A REQUEST by elderly residents for a bus shelter outside their Georges Hall retirement village, has been rejected by Canterbury Bankstown Council.
Donnington Gardens Retirement Village secretary Anthony Mullins wrote to Canterbury Bankstown Council requesting the shelter for over 60 elderly residents. He said another 50 residents were expected to move into stage two of the development, taking the total number of occupants of Donnington Gardens to 110.
"We are very disappointed with the negative response from City of Canterbury Bankstown declining our application," Mr Mullins said.
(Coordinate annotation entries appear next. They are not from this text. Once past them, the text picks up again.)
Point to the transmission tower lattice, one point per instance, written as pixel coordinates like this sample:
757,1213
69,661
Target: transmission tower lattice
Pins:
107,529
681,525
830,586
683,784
"We decided to refer the matter to State MP for Bankstown, Tania Mihailuk, who will take the matter up on our behalf with the council and the local traffic committee."
Ms Mihailuk has slammed the council for refusing the request, and not making the installation of the shelter a priority.
"Canterbury Bankstown Council must immediately review its decision to refuse residents' request for a bus shelter, and make it a funding priority.
"Without this much needed bus shelter, these residents will be left waiting for their buses in the wind, rain and cold. Canterbury Bankstown Council is the largest council in NSW, has a billon plus dollar asset base but apparently doesn't have the funds for a bus shelter to protect our elderly residents."
A council spokesperson said it had to prioritise funds to upgrade existing shelters to bring them up to the disability standard for accessible public transport requirements, over putting in new shelters.
"The current bus stop already conforms to the current disability discrimination act standards, as well as an existing seat for the comfort of public transport patrons," a spokesperson said.